08 Sep 2018 4 min read

Discounting reality


The battleground was set. Lowest price prevailed. Market share was taken. The discount model has thrived. Yet, as the fight over the retail endgame continues, are the disruptors now set to be disrupted?


Some pundits have asserted that ‘structural challenges’ and ‘digital disruption’ terminology is used a little too frequently. There is an element of truth in this, but our analysis suggests nowhere is the impact of these themes more prevalent than in retail. In what remains a tough environment for bricks and mortar stores, consumers continue to prioritise value and convenience. 

Given the well documented plight of Poundworld and Toys R Us, alongside recent woes for specialists Homebase and Dunelm, you could be forgiven for turning a blind eye to the sector. After all, online distribution is only likely to lead to further difficulties as growth emerges in indirect channels. 

We still believe the discount operated model should continue to resonate strongly

However, our sector work shows that these are company-specific issues, rather than a wider negative trend. Increased competition may have driven their downfall, but the various business models also warrant scrutiny. Companies that are purely wedded to seasonal category (i.e. garden or toy focused) have suffered from either weather or shifts in consumer patterns. Businesses that adopt a scattergun approach to SKUs (stock keeping units) also lack focus, as too much product inventory and choice has proved a significant hindrance. 
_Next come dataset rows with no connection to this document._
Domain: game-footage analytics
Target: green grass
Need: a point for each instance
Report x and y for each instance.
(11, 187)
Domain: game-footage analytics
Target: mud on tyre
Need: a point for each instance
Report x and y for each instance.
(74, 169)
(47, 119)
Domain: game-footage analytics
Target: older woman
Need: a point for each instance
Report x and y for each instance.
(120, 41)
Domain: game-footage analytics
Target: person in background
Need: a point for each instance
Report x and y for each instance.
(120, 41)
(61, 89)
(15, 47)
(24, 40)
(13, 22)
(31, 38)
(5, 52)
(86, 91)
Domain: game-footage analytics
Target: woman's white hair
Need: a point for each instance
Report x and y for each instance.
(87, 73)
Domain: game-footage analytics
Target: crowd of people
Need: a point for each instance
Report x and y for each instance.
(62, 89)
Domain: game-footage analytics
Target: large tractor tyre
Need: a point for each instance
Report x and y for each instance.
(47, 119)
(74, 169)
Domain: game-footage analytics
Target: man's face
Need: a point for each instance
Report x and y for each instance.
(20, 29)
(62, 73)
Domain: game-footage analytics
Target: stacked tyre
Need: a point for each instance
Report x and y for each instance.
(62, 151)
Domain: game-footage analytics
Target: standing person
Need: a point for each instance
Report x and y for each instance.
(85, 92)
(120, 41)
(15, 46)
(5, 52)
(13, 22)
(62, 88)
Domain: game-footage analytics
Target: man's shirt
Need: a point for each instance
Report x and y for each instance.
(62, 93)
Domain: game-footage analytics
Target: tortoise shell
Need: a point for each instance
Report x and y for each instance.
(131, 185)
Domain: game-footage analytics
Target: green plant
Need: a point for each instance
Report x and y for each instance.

Yet, for all the doom, we still believe the discount-operated model should continue to resonate strongly outside of ecommerce. In this context, the influence of Aldi and Lidl should not be understated. They are responsible for breaking the stigma around the discount offering in the UK, opening up this category to the middle classes. An early market scepticism gave way to an influx of value propositions, which after initial success, has now started to wane for some companies. 

Looking ahead, we see more capacity exiting the market. This should actually strengthen the hand of those with a more focused and effective business model. On this, we draw inspiration from a recent meeting with industry leader, B&M European Value Retail. The company has the positive dynamics of category diversification, seasonal mix and product initiatives, building a winning proposition. Even Lego now wants a piece of the action!
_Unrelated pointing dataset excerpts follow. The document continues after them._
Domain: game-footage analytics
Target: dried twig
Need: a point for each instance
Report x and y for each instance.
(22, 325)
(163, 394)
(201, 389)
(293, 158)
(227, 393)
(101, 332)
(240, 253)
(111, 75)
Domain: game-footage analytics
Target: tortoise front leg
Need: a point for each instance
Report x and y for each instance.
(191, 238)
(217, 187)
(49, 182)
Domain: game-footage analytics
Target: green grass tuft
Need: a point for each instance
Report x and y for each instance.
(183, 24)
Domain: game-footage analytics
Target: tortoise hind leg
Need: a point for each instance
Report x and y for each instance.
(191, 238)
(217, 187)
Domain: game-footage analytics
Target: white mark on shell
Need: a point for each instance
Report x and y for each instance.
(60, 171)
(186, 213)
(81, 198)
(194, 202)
Consumers have become increasingly last minute and impulse-driven

Offering a narrow range of leading product lines, B&M's direct sourcing model in Asia provides a unique and cost-effective route to market. This sees them buy large volumes at low prices, which becomes even more cost effective as they scale further, and they share this purchasing advantage with its customers. It also allows for a much more active approach to managing stock. Those items that don’t perform well are quickly replaced by something new. 

This is hugely significant, as consumers have become increasingly last minute and impulse-driven. Data shows that half of the customer basket is influenced by in-store promotional activities. This highlights the importance of store manager autonomy, allowing for greater freedom when it comes to product push and newness. Importantly, over 50% of items found inside the store retail for less than £5. Smaller transactions are less likely to be profitable via the ecommerce channel, so the risk of online disintermediation is low, providing protection from the perceived 'Amazon threat'. By investing in a new distribution centre, the company is self-funding growth and futureproofing for the long term. As they move from being a regional to a national player, a measured approach to store roll-out forms a core part of their strategy. The investment into distribution and logistics is far from a negative factor!

With the concept of market disruption likely to impact more sectors in the years ahead, we believe the likely winners will be companies who are able to monetise the strength of their proposition, whilst offering multiple growth angles. This should demonstrate the merits of a business prioritising long-term value creation.